SGE function scores are highly accurate at predicting clinical interpretations of BRCA1 SNVs.

a, The distribution of SNV function scores colored by ClinVar interpretation. Scores are shown for n = 375 SNVs with at least a ‘1-star’ review status in ClinVar and either a ‘pathogenic’ or ‘benign’ interpretation (including ‘likely’). The dashed lines indicate the functional classification thresholds determined by mixture modeling. Gray divides ‘functional’ and ‘intermediate’ (function score = −0.748), and black divides ‘intermediate’ and ‘non-functional’ (function score = −1.328). b, An ROC curve reveals optimal sensitivity and specificity for classifying the same 375 SNVs in a at SGE function score cutoffs from −1.03 to −1.22. c, The distribution of scores plotted as in a for the 378 SNVs annotated as variants of uncertain significance or with conflicting interpretations. 91.3% of such variants are classified as ‘functional’ or ‘non-functional’ by SGE. . d, CADD scores, which predict deleteriousness, inversely correlate with function scores (Spearman’s, N = 3,893 SNVs). SNVs are colored by ClinVar annotation.

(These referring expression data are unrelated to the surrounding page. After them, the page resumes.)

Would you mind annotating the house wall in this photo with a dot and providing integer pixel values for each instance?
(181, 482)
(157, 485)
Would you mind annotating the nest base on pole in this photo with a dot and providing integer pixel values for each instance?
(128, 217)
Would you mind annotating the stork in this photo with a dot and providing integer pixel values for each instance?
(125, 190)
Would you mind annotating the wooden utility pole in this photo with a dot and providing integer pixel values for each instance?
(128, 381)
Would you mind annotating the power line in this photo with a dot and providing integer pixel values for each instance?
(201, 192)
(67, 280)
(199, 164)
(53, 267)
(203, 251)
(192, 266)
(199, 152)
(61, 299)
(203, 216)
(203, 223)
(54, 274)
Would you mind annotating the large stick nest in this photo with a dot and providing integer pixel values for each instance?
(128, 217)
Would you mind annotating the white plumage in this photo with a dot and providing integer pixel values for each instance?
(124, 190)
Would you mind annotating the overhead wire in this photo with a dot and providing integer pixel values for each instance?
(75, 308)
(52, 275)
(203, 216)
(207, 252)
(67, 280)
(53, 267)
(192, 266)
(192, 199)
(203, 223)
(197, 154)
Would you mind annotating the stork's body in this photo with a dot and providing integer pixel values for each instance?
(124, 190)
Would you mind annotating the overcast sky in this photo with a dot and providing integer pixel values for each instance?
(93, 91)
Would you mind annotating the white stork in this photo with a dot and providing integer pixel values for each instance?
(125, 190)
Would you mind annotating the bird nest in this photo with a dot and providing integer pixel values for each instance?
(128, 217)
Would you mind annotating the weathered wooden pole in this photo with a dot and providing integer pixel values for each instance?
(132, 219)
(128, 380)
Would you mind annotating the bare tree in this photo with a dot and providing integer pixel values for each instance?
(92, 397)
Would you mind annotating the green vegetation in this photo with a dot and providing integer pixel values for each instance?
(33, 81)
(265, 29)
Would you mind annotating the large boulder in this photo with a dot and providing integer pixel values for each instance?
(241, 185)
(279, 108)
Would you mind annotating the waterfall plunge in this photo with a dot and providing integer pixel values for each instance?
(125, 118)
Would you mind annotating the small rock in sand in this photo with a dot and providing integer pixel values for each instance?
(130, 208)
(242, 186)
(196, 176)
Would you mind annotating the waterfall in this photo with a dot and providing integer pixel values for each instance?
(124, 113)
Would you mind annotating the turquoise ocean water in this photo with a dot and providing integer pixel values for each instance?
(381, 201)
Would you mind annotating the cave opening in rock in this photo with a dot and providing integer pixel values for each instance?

Evidence supporting SNV scores in discordance with ClinVar classifications.

a,b, Complete maps of RNA scores for exons 16 (a) and exon 19 (b) reveal highly variable sensitivity to RNA depletion. The location of the strongest predicted exonic splice enhancer in exon 16 is indicated by the orange line[37]. c, Function scores (means from two replicates) are plotted to compare results from preliminary experiments in WT HAP1 to those in HAP1-Lig4KO. Data is shown only for experiments with Spearman’s correlations between replicates greater than 0.50 in WT HAP1 cells (2,096 SNV; exons 3, 4, 5, 16, 17, 19, 21). Discordantly classified SNVs are indicated with arrows. c.−19–2A>G was the only firmly discordant SNV whose function score could not be corroborated in WT HAP1, consequent to low reproducibility of exon 2 WT function scores. Indeed, c.−19–2A>G scored highly variably between WT replicates. d, The sequence-function map of exon 21 is shown with the function scores for the two ‘pathogenic’ SNVs observed in linkage indicated. Dashed lines demarcate functional classifications. c, Function scores are plotted against CADD scores for all canonical splice SNVs assayed, colored by ClinVar status. The six possible exon 2 splice acceptor SNVs (circled) have the lowest CADD scores among all canonical splice SNVs assayed, and none score as ‘non-functional’. e, A USCS Genome Browser shot shows the PhyloP conservation track and selected mammalian sequence alignments for the exon 2 acceptor region, with the canonical acceptor site nucleotides highlighted in light blue. (hg19 chr17:41,276,108–41,276,139). Multiple mammalian species are identified that have a G at position c.−19–2 of the human transcript (corresponding to a C in the plus-strand orientation shown).